Atlanta Business Chronicle - by [replacer_a] Staff Writer

The Georgia House approved legislation Monday that would crack down on drivers who ignore the traffic laws and raise money to improve the state’s trauma care system.
Lawmakers passed Gov. Sonny Perdue’s “super speeders” bill 113-53 and sent it on to the Senate.
The measure would slap an additional $200 fine on Georgians caught driving more than 85 miles an hour on interstate highways or four-lane roads or more than 75 mph on two-lane roads.

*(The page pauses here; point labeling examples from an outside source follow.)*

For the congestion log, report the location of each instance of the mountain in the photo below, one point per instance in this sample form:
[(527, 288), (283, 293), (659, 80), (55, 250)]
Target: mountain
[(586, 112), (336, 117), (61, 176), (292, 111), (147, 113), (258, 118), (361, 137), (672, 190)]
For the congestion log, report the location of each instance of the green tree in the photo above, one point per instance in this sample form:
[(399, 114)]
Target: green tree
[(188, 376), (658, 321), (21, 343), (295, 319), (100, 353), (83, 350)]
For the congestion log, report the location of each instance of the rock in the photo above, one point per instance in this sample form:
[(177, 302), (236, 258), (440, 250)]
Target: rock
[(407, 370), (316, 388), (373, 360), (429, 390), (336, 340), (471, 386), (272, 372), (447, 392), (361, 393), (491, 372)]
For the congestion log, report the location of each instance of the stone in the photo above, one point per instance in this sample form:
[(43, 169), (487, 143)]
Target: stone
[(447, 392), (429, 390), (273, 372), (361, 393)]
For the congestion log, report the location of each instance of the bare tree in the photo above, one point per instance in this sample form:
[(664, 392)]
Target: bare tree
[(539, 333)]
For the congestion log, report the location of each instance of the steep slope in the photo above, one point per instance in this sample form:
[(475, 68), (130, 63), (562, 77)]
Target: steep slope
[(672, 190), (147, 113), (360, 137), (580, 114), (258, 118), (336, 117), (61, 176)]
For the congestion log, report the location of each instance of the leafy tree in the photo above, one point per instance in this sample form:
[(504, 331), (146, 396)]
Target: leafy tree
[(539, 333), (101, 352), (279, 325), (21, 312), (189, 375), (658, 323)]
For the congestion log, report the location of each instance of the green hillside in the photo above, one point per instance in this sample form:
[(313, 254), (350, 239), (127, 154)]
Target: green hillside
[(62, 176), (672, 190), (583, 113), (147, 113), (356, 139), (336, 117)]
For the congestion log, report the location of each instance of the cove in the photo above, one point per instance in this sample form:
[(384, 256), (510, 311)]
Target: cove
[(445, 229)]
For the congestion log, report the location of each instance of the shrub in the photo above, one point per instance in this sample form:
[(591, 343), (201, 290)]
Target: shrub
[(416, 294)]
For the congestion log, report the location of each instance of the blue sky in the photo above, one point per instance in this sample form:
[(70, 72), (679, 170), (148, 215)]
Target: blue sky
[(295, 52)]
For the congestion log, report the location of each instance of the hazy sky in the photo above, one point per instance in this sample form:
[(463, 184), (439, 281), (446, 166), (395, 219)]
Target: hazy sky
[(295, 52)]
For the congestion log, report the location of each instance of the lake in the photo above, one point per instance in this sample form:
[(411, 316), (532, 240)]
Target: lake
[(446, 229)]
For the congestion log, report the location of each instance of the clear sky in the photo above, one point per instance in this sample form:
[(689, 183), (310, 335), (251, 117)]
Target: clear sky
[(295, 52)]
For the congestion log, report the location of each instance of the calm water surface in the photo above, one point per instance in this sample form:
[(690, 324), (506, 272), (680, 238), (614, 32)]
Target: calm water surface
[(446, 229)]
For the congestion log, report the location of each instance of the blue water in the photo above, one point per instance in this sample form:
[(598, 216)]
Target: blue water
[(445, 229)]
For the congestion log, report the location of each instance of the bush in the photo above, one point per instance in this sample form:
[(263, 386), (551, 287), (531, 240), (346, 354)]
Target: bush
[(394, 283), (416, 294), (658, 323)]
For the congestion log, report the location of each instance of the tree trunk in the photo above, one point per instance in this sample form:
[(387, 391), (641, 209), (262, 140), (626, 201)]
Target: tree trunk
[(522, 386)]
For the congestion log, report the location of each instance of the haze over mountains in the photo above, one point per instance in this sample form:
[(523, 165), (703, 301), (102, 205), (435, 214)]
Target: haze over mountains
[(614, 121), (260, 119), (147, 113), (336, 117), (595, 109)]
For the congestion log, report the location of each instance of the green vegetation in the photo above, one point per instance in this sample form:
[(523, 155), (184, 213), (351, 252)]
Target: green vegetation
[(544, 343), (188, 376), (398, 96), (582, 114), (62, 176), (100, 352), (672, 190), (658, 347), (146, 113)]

The estimated $23 million the legislation would raise during this fiscal year and the projected take of $31 million in fiscal 2010 would go into the state’s general fund. However, the governor and legislative supporters have promised that they would steer the revenue toward improving trauma care across Georgia.
In a state with a reputation for lead-footed drivers, targeting super speeders would start a gradual shift in attitudes away from driving too fast, said Rep. Jim Cole, R-Forsyth, Perdue’s floor leader in the House.
“We’re trying to create an atmosphere where 10 to 15 years down the road people’s behavior on our interstates is slower,” he said.
But opponents argued that the bill’s absence of sanctions for guilty drivers beyond higher fines shows that is intended to raise money rather than punish super speeders. The bill would not add points to drivers’ insurance premiums or hold out the possibility of jail for offenders.
Rep. Alan Powell, D-Hartwell, said heavier fines without more police enforcement wouldn’t work.
“Fines and revenues don’t slow people down,” he said. “What slows people down is when you see a trooper or county deputy on the side of the road shooting radar.”
Similar concerns have helped sink the super speeder bill for the last two years.
But Perdue got the influential backing of Speaker Glenn Richardson, who made a rare trip to the House well on Monday to urge lawmakers to support the bill.
Richardson, R-Hiram, noted that when the legislature doubled fines for speeding in construction zones several years ago, the number of fatalities went down.
“We can’t have blue lights everywhere,” he said. “We have to tell them we’re going to hit them in the pocketbook.”
The super speeders bill also would increase the fee for reinstatement of suspended driver’s licenses.